Search for duplicate object data in the object list

Using C # 3 and .Net Framework 3.5, I have a Person object

public Person { public int Id { get; set; } public string FirstName { get; set; } public string LastName { get; set; } public int SSN { get; set; } } 

and I have a List of them:

 List<Person> persons = GetPersons(); 

How can I get all Person objects in faces where the SSN is not unique in the list and remove them from the list of faces and ideally add them to another list called " List<Person> dupes "?

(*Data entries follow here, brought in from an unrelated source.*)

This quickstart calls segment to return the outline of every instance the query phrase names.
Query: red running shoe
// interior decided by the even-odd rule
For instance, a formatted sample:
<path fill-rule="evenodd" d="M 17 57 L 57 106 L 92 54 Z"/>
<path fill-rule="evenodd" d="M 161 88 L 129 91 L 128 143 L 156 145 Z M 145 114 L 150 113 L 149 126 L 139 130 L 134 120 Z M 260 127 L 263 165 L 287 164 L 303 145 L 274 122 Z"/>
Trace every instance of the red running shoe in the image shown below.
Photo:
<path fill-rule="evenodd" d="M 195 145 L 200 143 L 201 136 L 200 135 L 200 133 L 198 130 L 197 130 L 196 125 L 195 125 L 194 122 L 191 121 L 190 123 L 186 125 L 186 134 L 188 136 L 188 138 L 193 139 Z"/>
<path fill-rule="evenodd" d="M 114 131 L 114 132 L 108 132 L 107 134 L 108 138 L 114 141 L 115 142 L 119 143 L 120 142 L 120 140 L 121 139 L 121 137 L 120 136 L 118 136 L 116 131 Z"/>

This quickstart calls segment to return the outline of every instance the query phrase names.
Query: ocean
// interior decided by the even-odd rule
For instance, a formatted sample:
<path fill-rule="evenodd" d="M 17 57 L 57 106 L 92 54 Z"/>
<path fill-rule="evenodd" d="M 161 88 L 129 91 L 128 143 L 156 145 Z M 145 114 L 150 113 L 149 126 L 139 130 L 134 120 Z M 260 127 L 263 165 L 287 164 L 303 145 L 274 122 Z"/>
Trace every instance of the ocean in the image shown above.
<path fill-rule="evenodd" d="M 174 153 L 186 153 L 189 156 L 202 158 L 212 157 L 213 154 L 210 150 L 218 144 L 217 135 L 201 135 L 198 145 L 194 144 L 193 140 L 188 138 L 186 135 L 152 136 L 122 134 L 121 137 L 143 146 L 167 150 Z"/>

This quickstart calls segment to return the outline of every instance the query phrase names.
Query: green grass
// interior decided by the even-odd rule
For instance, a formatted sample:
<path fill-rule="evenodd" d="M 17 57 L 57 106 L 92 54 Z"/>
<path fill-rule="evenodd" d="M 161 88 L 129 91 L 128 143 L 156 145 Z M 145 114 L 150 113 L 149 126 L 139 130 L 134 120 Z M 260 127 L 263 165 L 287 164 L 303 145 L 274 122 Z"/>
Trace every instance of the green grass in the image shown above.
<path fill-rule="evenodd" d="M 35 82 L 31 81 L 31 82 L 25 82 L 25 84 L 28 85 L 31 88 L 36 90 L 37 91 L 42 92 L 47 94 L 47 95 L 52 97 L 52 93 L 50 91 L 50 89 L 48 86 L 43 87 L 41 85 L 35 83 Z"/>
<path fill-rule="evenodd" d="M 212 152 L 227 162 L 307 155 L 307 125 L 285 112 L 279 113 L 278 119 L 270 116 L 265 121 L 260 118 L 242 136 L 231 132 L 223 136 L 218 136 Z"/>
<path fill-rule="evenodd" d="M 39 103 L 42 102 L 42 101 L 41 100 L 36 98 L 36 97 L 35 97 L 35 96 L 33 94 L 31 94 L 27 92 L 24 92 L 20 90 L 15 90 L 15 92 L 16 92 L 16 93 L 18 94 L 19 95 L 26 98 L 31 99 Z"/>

The original list might look something like this:

 persons = new List<Person>(); persons.Add(new Person { Id = 1, FirstName = "Chris", LastName="Columbus", SSN=111223333 }); // Is a dupe persons.Add(new Person { Id = 1, FirstName = "EE", LastName="Cummings", SSN=987654321 }); persons.Add(new Person { Id = 1, FirstName = "John", LastName="Steinbeck", SSN=111223333 }); // Is a dupe persons.Add(new Person { Id = 1, FirstName = "Yogi", LastName="Berra", SSN=123456789 }); 

And the end result will be Cummings and Berra on the list of original people and will have Columbus and Steinbeck on the list called cheating.

Many thanks!

+7
c #
source share
7 answers

This will allow you to duplicate the SSN:

 var duplicatedSSN = from p in persons group p by p.SSN into g where g.Count() > 1 select g.Key; 

The duplicate list will look like this:

 var duplicated = persons.FindAll( p => duplicatedSSN.Contains(p.SSN) ); 

And then just iterate over duplicates and delete them.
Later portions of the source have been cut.